When I was younger, September was so exciting because it meant the start of a new school year with new children to teach and fun things to do. Today, September still feels good but for different reasons. I have always loved Autumn, even if it brings different allergy problems and even if it means Winter is on the horizon. The feel of the air is still pleasant and September is when it all begins. Today is Labor Day and it should be a relaxing day with no real pressure. Before the day is out I hope to have arranged for a new phone, which is desperately needed. I will plan out my week and perhaps plan out the whole month. I will plan and then God will overrule as He sees fit. That's okay with me! Then tomorrow we will spend most of the day in Rapid at the Heart Doctors for Rol's yearly stress test and to set up a research study he plans to participate in. Stacy and I will use that time to get our hair done at the Beauty College and we will all finish up with lunch out. On Wednesday we get to have coffee out with Carl and Miriam again and on Saturday Stacy and I will have coffee with some of our friends. Add to all this the fact that Husker football has begun again and the week is shaping up to be good!

In church these days we are concentrating on Holiness and Sanctification and Solitude - three heavy and wonderful subjects. God is drawing me closer to Him and I am amazed at the love I still feel when I turn to Him. I still believe in the truths that drew me way back when I first heard the good news of salvation and meaningful life in Him. I have been seeking new purpose in my life lately, and I believe He is showing me that my new purpose is just a renewal of the original purpose I was assigned when I first began to love Him. That purpose is to give glory to God and tell others the "old, old story." Pray for me as I pray for you that "God will give you a complete understanding of what He wants to do in your lives...to make you wise with spiritual wisdom...that you will learn to know God better and better...that you will be strengthened with His glorious power so that you will have all the patience and endurance you need. May you be filled with joy, always thanking the Father..." (Col. 1:9-12a)

Friday, August 28, 2009

On our way to 50!

If ever there was a day to blog, it would have to be today. When we think back to 44 years ago on this date, our first thought is that it seems so long ago. The second thought, of course, is that it seems like just yesterday. It would have been impossible to look this far into the future, and we did not try. Now that I look back, though, I think how young we were and how little we actually knew about what we were getting ourselves into. We took on that future with hope and confidence and trusting in the Lord. It is a good thing that we can only live a day at a time. Some of those future days would have scared us, and some would have been so sad that we would have wanted to not continue on with life.
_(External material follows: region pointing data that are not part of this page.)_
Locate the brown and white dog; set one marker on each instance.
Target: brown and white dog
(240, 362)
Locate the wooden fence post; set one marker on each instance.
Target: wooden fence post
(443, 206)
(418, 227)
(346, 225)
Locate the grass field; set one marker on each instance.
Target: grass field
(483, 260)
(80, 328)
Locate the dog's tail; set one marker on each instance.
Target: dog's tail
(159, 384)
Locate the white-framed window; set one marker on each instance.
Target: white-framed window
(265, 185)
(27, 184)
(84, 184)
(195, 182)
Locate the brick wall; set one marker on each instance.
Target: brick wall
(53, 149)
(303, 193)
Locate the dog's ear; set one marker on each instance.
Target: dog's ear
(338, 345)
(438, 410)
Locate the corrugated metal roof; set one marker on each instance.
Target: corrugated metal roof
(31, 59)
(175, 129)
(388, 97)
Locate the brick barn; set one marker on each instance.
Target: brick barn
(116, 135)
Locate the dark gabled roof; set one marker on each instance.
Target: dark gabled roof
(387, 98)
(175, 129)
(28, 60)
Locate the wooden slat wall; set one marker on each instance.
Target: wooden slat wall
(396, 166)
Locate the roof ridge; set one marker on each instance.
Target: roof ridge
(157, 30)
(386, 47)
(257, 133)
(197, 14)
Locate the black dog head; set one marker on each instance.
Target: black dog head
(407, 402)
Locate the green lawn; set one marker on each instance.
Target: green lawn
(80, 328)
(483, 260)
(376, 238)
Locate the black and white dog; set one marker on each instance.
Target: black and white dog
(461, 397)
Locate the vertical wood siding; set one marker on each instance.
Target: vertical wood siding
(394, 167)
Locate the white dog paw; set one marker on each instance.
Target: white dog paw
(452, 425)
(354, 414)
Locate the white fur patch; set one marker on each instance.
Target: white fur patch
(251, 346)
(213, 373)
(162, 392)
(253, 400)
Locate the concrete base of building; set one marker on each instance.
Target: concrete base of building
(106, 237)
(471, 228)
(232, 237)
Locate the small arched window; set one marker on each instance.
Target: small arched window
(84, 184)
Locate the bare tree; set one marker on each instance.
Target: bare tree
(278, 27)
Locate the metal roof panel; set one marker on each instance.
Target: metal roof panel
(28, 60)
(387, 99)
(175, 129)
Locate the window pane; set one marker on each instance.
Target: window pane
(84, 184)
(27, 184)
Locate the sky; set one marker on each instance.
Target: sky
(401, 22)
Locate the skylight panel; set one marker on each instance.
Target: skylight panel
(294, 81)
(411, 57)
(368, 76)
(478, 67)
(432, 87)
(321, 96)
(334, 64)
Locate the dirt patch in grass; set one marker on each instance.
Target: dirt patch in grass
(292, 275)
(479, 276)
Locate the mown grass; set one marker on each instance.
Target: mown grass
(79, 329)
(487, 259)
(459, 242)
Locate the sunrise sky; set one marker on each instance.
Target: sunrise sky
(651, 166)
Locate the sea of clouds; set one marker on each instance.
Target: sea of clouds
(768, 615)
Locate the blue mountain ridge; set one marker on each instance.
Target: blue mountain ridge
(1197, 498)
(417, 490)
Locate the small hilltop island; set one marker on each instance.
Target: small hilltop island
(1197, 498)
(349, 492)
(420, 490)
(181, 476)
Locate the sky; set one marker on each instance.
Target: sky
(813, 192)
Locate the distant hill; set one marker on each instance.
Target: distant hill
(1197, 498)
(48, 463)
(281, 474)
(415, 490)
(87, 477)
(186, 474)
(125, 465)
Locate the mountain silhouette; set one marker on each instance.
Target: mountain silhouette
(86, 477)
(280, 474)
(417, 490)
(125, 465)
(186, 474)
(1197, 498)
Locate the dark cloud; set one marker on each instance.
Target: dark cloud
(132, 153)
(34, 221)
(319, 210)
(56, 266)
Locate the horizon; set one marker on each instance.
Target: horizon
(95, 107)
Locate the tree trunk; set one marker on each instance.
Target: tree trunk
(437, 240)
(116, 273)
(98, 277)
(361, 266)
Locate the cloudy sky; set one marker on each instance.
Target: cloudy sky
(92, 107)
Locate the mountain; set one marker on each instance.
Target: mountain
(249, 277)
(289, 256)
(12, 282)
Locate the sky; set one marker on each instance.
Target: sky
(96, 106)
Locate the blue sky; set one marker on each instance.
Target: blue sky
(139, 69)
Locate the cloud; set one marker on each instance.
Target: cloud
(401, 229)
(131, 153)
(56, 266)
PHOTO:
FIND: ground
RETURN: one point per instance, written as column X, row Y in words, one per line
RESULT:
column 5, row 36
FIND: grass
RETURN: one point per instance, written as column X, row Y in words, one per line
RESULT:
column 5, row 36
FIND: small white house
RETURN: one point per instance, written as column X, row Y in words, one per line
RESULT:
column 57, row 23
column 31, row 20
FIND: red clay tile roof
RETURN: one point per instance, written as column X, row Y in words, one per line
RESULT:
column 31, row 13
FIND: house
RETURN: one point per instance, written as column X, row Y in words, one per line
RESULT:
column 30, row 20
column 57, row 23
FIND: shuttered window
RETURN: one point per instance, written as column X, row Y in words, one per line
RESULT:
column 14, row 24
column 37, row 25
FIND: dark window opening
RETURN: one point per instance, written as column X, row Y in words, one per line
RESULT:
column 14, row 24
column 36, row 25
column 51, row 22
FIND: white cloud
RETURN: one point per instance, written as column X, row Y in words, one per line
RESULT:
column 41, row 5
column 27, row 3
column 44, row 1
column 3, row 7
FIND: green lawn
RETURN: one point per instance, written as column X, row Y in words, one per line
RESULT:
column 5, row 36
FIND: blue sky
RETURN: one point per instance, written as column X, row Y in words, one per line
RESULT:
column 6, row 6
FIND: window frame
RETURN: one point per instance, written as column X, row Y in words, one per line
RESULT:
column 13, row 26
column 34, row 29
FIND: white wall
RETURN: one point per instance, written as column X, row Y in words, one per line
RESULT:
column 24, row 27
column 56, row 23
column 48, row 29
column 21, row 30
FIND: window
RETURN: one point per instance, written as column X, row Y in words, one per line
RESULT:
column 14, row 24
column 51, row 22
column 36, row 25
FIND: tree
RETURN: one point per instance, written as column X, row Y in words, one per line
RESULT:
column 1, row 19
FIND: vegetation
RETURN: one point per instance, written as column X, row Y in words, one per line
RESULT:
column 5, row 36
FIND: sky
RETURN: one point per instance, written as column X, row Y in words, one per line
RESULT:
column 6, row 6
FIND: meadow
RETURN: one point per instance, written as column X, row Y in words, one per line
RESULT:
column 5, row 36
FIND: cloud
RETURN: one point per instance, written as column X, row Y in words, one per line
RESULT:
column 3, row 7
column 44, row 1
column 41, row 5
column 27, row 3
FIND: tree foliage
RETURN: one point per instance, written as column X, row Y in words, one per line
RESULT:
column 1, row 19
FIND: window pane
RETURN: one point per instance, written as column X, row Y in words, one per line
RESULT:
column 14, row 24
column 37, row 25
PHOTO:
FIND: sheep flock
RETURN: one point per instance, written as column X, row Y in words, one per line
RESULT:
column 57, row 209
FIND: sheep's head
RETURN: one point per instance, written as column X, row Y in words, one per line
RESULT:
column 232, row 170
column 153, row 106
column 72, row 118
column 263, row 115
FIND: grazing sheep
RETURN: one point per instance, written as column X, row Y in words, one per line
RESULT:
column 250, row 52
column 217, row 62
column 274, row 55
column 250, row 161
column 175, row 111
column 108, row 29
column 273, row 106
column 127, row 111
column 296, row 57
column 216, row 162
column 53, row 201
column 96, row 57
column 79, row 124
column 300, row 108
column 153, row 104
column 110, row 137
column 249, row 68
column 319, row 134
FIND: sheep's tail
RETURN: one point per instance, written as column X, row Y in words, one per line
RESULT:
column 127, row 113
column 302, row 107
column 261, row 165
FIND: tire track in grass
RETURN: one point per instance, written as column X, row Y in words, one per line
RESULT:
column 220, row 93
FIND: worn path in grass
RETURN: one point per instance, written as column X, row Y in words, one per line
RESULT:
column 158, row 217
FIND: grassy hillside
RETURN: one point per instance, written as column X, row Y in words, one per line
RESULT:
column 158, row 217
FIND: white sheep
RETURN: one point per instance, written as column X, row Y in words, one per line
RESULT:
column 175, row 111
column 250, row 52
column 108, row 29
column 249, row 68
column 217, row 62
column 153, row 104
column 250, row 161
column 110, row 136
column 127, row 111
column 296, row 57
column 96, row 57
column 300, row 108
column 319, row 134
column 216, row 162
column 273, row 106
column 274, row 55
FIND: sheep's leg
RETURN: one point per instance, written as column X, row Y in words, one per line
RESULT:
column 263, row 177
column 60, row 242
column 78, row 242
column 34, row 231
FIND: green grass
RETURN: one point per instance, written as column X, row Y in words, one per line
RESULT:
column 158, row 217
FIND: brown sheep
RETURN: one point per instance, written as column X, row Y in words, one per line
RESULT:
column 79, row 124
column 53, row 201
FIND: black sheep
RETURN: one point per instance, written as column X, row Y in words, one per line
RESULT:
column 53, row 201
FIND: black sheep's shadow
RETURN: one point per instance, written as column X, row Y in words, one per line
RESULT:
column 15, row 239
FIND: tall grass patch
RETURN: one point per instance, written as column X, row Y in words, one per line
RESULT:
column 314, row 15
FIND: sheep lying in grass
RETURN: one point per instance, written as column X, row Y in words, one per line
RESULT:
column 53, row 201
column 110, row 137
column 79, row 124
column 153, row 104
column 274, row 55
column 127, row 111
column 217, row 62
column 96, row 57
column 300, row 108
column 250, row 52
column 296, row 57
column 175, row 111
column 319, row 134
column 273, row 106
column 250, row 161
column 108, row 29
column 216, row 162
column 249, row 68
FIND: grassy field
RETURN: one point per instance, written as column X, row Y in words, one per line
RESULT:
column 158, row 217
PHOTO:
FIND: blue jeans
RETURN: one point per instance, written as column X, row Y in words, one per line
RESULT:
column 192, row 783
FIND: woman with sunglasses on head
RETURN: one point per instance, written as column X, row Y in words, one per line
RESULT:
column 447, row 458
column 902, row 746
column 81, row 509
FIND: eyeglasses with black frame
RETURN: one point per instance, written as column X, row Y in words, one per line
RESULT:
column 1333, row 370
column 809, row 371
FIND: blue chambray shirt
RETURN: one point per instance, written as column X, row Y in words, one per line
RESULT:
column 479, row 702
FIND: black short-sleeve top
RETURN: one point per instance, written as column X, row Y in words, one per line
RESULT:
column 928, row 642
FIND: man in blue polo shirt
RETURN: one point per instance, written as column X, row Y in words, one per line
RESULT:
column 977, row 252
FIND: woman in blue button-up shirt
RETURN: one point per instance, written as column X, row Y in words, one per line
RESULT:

But here we are at 44 years and we both agree we would not want anything to be different. If we had it to do over, we would not change a thing, except to serve our Lord better and bring Him more glory than perhaps we have. Each stage of our journey so far has had its struggles, but also its triumphs and joys. The current stage is no different, except that we both agree that old age is not for sissies! There are two things that I especially want to say on this page, on this day, for all the world to see. One is that I love my husband today even more than I did 44 years ago, and in a deeper and more mature way. The second is that we want all the young people in our family to know that it really is possible and desirable to have a long and lasting marriage. The committment must be there and God must help you. Don't settle for what the world offers you and don't buy into their misunderstanding of what real marriage is. Happy anniversary, my sweetheart! May God give you many more years of good health, peace, love, joy - and may all of them be spent with me!